The following are excerpts from a few of our researchers who have expressed their feelings in this regard:
Steven Walkley, DVM, Ph.D., Albert Einstein College of Medicine, NY-"I have been involved in the study of storage diseases, including NP-C, for many years and have had the privilege of getting to know a number of families with an affected child, in some cases more than one. As the father of two young children, I readily identify with these parents. Time and time again, the greatest impact for me has been to get to know the mothers of affected kids. What I have come to believe is that there is nothing in this world more powerful, or more courageous, or more enduring, than a mother's love."
David Marks, Ph.D., Mayo Clinic, MN-"As a parent, the connection I feel with the Parseghians and other affected NP-C families has touched me and brought me to tears many times. Receiving funds to work on NP-C, I bring back to the lab a commitment that our job is not just to study an interesting disease, but to make progress in a race against time with the goal of hopefully contributing to saving lives."
Robert Erickson, M.D., University of Arizona, AZ-"I have been a medical researcher for 44 years. Seven years ago when I met Cindy and Mike Parseghian and their children, I became emotionally involved with my research in a new way."
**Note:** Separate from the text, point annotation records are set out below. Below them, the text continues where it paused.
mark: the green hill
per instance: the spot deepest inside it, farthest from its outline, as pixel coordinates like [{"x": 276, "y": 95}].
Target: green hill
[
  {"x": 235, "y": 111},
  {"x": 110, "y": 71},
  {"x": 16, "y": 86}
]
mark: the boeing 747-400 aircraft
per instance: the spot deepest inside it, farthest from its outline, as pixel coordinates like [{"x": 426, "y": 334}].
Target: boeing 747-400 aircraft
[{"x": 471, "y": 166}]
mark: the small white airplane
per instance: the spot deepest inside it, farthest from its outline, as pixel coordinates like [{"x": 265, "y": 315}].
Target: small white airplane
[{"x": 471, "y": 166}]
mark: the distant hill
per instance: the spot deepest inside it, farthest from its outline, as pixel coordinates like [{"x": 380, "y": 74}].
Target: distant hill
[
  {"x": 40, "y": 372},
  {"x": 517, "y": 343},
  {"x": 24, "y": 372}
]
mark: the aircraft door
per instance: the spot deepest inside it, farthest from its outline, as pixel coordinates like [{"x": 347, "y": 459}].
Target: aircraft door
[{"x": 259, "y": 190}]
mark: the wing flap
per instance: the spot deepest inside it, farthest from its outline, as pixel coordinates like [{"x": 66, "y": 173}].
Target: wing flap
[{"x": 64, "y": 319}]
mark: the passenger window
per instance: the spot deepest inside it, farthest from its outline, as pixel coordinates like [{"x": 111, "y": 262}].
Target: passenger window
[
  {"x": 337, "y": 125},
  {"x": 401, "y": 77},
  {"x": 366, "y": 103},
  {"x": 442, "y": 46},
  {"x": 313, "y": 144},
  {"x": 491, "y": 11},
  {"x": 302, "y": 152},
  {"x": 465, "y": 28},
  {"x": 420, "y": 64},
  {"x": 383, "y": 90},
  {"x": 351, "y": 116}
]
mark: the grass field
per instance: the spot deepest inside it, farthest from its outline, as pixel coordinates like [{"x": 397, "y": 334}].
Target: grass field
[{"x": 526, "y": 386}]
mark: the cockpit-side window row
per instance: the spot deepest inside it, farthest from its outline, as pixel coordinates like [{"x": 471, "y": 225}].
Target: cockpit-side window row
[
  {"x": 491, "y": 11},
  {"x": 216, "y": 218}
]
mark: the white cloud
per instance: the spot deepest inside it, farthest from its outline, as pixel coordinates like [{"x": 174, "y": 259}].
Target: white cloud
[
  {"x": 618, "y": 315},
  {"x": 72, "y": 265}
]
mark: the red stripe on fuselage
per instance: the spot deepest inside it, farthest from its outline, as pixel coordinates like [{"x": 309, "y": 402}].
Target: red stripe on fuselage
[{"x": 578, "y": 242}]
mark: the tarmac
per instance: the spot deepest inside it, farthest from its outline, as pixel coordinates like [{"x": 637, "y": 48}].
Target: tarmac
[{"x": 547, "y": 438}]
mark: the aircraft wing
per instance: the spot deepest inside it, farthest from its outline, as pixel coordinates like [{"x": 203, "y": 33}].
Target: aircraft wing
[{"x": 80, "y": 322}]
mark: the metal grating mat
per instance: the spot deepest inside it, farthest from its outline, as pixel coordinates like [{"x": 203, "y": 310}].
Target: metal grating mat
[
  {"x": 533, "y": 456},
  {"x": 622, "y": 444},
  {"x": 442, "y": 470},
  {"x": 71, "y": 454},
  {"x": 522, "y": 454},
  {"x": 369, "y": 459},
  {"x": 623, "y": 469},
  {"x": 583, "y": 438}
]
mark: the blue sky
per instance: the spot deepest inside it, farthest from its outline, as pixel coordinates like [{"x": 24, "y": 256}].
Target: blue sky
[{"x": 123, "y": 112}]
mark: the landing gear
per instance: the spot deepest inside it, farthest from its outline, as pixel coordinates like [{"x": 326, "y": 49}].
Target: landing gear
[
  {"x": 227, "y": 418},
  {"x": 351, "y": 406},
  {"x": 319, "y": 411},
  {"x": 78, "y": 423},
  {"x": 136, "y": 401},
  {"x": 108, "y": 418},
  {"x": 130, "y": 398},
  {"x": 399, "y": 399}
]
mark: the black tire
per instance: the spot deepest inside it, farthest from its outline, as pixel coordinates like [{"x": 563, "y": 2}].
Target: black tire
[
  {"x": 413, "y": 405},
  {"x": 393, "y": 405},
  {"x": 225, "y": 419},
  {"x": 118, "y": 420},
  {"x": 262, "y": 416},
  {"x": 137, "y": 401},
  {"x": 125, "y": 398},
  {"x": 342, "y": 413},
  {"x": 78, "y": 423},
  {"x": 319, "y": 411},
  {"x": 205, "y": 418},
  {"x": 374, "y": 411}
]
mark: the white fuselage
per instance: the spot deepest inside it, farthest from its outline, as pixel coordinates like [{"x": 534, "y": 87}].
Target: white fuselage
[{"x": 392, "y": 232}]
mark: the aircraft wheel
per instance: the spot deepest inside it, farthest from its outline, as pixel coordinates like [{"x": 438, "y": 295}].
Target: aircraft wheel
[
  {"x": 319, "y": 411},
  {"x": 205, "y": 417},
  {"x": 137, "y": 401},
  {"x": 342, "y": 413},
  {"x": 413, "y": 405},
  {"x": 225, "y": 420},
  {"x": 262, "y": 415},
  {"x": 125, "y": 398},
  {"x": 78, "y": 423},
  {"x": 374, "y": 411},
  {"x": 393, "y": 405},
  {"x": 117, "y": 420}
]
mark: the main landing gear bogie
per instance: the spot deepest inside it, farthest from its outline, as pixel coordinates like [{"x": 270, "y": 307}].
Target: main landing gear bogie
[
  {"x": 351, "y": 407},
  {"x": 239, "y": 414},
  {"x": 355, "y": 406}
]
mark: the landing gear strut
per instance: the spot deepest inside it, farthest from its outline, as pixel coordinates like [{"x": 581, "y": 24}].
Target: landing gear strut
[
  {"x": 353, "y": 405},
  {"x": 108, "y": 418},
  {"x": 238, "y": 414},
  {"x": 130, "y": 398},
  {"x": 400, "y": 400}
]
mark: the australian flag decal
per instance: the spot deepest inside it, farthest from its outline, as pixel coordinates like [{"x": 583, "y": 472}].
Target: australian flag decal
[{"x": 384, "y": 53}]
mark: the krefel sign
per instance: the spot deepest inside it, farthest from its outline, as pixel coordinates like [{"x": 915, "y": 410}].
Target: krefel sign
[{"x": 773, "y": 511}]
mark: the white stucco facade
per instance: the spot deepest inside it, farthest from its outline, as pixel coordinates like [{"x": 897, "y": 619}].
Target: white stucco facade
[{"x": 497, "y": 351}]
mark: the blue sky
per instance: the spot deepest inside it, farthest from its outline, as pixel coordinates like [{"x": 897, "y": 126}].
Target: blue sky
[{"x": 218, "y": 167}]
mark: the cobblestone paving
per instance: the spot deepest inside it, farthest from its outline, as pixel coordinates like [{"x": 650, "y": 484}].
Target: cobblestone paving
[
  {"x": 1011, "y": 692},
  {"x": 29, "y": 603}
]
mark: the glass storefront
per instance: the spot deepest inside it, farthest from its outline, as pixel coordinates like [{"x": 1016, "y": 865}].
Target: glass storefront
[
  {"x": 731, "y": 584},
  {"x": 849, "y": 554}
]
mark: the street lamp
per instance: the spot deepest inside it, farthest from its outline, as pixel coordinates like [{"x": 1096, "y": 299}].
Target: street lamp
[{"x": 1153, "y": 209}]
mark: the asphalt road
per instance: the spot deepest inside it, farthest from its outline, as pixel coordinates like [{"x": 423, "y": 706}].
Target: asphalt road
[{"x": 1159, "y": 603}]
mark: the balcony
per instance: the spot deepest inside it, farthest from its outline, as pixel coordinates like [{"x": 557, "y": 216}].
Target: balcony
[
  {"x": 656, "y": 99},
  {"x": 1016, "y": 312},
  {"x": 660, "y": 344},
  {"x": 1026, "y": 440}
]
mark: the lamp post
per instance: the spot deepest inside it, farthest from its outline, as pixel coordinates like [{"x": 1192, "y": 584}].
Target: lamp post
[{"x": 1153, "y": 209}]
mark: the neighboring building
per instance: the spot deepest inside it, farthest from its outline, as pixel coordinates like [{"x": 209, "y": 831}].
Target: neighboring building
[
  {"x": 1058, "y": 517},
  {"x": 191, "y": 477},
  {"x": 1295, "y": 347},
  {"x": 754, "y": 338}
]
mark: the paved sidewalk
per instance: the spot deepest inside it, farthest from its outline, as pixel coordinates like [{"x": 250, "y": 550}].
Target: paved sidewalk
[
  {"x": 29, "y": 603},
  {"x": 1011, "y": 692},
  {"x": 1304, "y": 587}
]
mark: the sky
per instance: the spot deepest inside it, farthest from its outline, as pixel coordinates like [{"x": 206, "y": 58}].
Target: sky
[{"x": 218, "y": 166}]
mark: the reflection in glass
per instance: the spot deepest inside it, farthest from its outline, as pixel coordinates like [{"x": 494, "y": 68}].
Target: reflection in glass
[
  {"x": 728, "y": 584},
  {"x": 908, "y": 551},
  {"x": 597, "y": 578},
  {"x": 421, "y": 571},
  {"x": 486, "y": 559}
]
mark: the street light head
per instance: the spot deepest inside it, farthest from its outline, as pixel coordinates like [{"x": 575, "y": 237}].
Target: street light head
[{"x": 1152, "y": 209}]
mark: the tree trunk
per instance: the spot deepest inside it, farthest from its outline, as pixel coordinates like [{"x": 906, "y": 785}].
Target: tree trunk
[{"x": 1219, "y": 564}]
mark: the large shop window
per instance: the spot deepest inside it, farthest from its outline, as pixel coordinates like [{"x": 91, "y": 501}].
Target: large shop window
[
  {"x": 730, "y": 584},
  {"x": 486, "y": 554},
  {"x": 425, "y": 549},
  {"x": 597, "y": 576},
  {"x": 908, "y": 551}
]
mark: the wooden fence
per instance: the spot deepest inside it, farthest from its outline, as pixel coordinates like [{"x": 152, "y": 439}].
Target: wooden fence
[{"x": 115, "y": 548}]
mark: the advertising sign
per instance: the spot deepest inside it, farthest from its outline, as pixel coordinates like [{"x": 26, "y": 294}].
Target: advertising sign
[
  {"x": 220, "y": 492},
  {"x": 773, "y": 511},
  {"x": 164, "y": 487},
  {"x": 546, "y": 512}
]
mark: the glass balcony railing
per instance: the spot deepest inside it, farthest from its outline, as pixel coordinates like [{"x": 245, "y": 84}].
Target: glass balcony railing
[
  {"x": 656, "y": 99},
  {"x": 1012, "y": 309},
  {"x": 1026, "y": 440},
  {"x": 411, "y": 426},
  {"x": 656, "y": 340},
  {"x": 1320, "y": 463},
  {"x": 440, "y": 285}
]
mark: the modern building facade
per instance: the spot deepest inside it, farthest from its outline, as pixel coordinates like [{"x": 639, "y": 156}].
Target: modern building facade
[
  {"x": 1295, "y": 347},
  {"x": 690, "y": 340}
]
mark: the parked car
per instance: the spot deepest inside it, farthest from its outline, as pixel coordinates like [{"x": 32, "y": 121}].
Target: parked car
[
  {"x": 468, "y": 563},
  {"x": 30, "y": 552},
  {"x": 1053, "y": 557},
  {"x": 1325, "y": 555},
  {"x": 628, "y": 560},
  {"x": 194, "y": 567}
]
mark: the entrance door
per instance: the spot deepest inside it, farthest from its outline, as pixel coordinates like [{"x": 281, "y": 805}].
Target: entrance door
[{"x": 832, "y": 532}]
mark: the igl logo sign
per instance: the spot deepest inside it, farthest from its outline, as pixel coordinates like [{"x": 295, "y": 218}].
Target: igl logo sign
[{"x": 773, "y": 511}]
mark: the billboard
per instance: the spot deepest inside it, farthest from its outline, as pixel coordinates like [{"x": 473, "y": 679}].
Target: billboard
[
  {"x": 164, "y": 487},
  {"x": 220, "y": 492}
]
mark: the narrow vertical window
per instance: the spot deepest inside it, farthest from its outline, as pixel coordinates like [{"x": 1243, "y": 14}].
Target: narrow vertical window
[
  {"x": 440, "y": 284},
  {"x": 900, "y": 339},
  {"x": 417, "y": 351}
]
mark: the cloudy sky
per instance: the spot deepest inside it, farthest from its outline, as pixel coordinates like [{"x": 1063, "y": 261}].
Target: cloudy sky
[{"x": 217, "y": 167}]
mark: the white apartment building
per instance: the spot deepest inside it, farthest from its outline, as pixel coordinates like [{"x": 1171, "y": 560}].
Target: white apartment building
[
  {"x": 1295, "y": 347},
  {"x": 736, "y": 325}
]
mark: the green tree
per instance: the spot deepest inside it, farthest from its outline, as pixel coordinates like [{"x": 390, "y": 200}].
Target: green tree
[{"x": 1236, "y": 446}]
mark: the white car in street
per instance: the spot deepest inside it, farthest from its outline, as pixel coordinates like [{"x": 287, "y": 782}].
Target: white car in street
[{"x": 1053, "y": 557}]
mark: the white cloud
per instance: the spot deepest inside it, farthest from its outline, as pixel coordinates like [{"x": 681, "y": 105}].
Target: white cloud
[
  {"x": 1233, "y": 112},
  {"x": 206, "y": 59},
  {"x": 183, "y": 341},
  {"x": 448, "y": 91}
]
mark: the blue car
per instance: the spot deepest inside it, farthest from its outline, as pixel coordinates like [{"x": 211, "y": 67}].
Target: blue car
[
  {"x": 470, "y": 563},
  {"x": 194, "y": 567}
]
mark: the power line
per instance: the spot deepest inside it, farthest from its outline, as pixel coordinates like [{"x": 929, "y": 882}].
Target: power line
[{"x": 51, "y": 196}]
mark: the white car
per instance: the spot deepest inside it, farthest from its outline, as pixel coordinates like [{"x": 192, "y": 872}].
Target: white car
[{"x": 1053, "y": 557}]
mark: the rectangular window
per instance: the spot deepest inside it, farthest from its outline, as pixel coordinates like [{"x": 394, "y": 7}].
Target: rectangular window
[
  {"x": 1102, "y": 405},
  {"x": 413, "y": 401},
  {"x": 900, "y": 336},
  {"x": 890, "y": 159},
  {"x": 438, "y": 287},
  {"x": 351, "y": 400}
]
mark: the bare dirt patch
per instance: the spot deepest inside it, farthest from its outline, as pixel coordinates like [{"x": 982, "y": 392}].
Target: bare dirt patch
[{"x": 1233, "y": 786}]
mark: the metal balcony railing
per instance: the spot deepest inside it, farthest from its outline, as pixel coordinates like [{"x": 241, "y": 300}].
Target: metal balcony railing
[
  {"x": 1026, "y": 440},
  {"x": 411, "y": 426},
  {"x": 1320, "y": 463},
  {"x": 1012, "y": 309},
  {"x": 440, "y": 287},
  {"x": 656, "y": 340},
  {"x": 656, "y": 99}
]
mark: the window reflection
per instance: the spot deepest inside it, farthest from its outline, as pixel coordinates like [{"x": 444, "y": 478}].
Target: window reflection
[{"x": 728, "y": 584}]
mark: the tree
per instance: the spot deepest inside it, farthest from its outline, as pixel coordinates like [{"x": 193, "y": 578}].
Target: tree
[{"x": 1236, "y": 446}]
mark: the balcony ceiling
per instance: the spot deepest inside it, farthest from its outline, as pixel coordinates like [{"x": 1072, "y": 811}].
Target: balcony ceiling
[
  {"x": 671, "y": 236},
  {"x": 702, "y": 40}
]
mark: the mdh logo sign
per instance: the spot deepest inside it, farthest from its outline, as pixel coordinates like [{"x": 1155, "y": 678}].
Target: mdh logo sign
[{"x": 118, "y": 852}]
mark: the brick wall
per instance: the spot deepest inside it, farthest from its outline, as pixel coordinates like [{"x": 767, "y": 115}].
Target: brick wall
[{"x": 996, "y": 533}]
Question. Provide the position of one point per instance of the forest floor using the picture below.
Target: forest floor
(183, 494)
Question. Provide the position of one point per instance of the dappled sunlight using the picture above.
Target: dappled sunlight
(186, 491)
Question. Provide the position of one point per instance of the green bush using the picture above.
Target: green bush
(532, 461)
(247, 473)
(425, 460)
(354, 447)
Steve Sturley, Ph.D., Columbia University, NY-"A day doesn't go by when I don't ask myself what more can be done to understand and cure this genetic disorder. When I look at what the Parseghians and the other affected families do each day, and as my own family builds, I just hope I would have the same courage and determination in the same situation."
Elina Ikonen, M.D., Ph.D., National Public Health Institute, Finland-"When I have taken the trip to Tucson to the APMRF annual NP-C Scientific Meeting, I have told my daughters, 'There are two little girls in Arizona that need my help." When Christa passed away, I told Satu and Sonja about that and they asked, 'Mom. Why didn't you help her after all?' I replied, 'I did my best but sometimes that is not enough. But that does not mean we should give up. We will just have to keep working and one day we will succeed.'"
Peter Pentchev, Ph.D., Retired, National Institutes of Health-"The parents of NP-C children take the lead in setting the example of how the scientific community should act. Their love, courage and devotion have certainly inspired many scientists to move beyond the arena of competitive research to establish a common meeting ground where the heart as well as the mind dictate their action."